Bei einem von der IG Kultur einberufenem Wiener Straßenkünstler_innentreffen ist angekündigt worden, mit der neuen Stadtregierung in Dialog zu treten. Sabine Maringer, Mitglied der Straßenperformance-Gruppe Belle Etage und Initiatorin des Treffens, wird dabei die Streichung aller die Straßenkunst behindernden Überregulierungen fordern und den Stopp der Kriminalisierung von Mitgliedern marginalisierter Gruppen, deren Musik im Alltagsbewusstsein zur Bettelei gezählt wird. Maringer sammelt Best-Practice-Beispiele zur Platzvergabe in anderen Städten. Sie kritisiert die Bevorzugung von Theaterhäusern und -institutionen durch Subventionsgeber_innen und meint, dass diesen die potenzielle Unkontrollierbarkeit der Straßenszene suspekt sei.

Irgendwie pervers.

Aus Tirol war Tom Zabel angereist. Konfrontiert mit dem U-Bahn-Stars-Projekt der Wiener Linien rutschte dem aus Süddeutschland stammenden Marionettenkünstler, Straßenperformer und Peter-Weibel-Schüler spontan das Adjektiv «irgendwie pervers» heraus. Diese Einmischung der Bürokratie könne eine freie Straßenkunstszene, die immer auch Elemente des Anarchismus in sich trage, nicht hinnehmen. «Irgendwie pervers» findet Zabel auch den Widerspruch zwischen der Alltagshaltung der Städtemanagements gegenüber der Straßenkunst und den Tourist_innen aus aller Welt heranlockenden Straßenkunstspektakel, die inzwischen überall Funktionen im Rahmen des Städtewettbewerbs und des Wirtschaftswachstums zu erfüllen haben. An dreihundertzweiundsechzig Tagen im Jahr werden Straßenkünstler_innen vergrämt – um dann ganze drei zusätzliche Tage lang als lebende Beispiele für den Grad der Urbanität, der Kunst- und Musikfreundlichkeit zelebriert zu werden.

Jede Stadt mit dem Anspruch, offen für zeitgenössische Jugendkultur zu sein, leiste sich schon ein Festival für Clowns, Gaukler_innen, Straßenheatergruppen, Barden, Märchenerzähler_innen, stillen Statuen und Jongleur_innen. Wien hinke anderen Landeshauptstädten nach – erst seit 2011 etablierte sich das jährliche Buskers Festival am Karlsplatz. Buskers sind die mit dem Hut. Und, wenn alles läuft, wie es laufen soll, mit dem Ring voller Menschen um sich. Heuer findet das Buskers Festival im September statt. Den interessantesten politischen Anspruch formulieren die Macher_innen des Grazer Festivals La Strada. Es stellt bewusst eine Kontinuität von der von Allan Karpov Anfang der 1960er Jahre konzipierten und praktizierten Kunstform des Happenings bis zu den ab den 1980er-Jahren überall auftauchenden Bewegungen zur Eroberung öffentlicher Räume durch die Zivilgesellschaft und ihre Kunst her.

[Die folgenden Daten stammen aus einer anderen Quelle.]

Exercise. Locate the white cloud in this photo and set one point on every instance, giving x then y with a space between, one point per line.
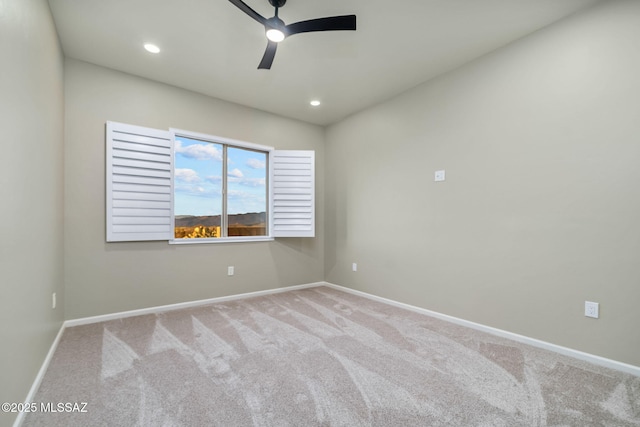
199 151
236 173
186 175
256 164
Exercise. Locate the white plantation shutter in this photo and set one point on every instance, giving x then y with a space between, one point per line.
139 189
293 193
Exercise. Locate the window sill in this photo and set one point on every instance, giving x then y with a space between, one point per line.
221 240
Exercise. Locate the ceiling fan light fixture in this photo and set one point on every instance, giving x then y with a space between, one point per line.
275 35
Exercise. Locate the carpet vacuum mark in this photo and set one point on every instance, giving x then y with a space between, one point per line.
320 357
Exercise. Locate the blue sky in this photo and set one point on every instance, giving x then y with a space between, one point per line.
198 179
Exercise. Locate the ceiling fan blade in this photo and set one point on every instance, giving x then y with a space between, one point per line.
331 23
269 54
246 9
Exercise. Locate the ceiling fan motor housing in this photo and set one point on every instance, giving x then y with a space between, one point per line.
277 3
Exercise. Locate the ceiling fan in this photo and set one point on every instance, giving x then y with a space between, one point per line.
276 30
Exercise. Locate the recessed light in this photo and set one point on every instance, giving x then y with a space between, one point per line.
152 48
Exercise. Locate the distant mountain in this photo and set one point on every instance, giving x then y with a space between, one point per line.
214 220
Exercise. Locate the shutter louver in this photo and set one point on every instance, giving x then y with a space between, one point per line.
139 185
293 193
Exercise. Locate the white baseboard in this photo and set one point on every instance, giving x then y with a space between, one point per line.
587 357
591 358
40 376
181 305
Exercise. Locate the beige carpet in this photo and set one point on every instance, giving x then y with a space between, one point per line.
320 357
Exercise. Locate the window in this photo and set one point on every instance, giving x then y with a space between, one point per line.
220 189
186 187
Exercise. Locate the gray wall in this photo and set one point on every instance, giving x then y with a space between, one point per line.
31 190
111 277
541 205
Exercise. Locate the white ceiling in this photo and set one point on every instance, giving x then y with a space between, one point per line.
211 47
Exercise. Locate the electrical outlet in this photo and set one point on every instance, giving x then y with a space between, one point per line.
591 309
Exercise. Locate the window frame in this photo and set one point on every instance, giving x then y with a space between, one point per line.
225 142
139 186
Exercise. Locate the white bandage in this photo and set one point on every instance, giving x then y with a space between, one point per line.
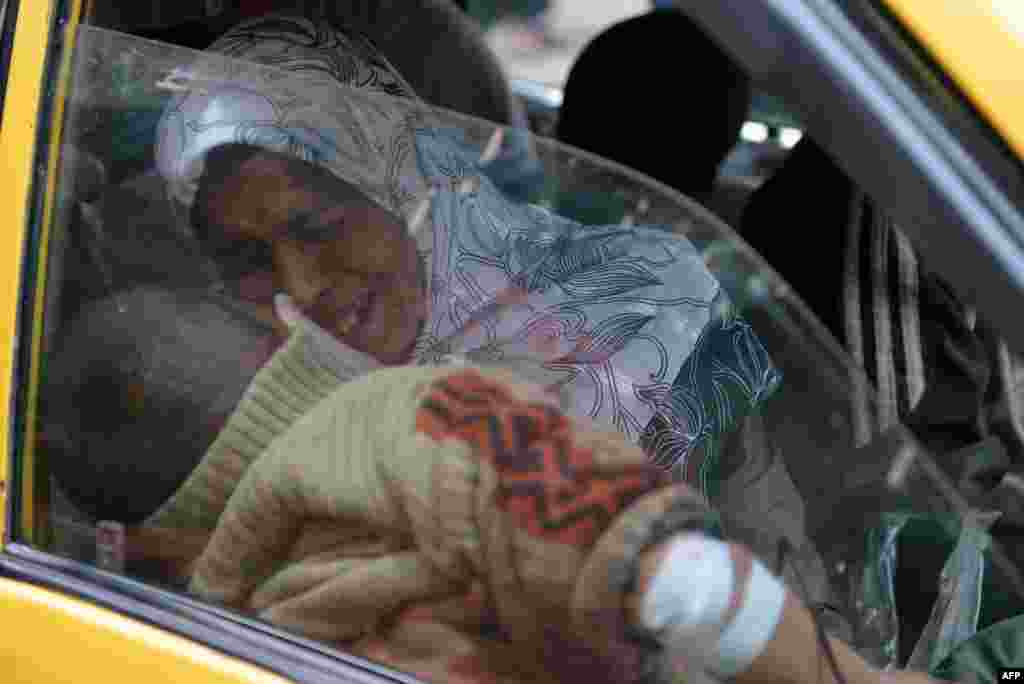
687 600
692 586
754 625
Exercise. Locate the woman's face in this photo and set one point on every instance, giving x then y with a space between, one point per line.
285 225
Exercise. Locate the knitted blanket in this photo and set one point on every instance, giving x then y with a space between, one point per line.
449 521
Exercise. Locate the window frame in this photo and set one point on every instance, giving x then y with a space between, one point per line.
932 176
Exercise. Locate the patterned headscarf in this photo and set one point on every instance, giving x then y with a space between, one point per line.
626 321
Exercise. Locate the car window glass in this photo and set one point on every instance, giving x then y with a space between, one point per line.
165 281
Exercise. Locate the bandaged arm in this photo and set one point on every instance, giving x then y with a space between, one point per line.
764 634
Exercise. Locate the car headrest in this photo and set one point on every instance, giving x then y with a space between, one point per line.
655 93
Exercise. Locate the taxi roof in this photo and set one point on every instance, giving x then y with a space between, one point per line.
980 45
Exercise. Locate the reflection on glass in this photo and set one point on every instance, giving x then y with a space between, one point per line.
260 240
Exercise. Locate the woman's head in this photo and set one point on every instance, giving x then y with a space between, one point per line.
275 223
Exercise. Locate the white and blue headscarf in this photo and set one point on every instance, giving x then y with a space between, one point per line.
627 321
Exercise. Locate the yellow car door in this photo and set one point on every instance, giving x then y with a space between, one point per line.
67 617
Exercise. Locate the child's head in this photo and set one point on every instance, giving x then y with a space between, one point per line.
275 223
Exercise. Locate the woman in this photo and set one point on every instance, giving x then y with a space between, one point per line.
359 505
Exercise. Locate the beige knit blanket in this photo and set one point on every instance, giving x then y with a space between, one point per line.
448 521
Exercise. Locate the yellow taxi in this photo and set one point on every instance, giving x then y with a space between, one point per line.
918 101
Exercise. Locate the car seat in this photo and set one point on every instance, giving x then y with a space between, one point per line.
935 369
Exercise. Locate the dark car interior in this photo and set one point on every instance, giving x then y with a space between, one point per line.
697 142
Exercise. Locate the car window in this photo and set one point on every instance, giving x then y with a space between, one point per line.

La Strada ist das Erbe dieser Kontinuität, und folgerichtig kam der Impuls zur Bildung eines internationalen Netzwerks zur Förderung und Entwicklung von Kunst im öffentlichen urbanen Raum (IN SITU) aus Graz. Aber auch aus Sicht der Grazer Protagonist_innen ist Marseille das heimliche Zentrum der Bewegung. Das dortige «lieux publics / centre national de création en espace public» (Öffentliche Orte / Nationales Zentrum der Kreation im öffentlichen Raum) ist das innovativste Laboratorium der Straßenkunst. Um die Liste der großen österreichischen Treffen zu vervollständigen: Das älteste Festival ist in Linz beheimatet – das Pflasterspektakel (Juli) findet bereits zum zweiunddreißigsten Male statt!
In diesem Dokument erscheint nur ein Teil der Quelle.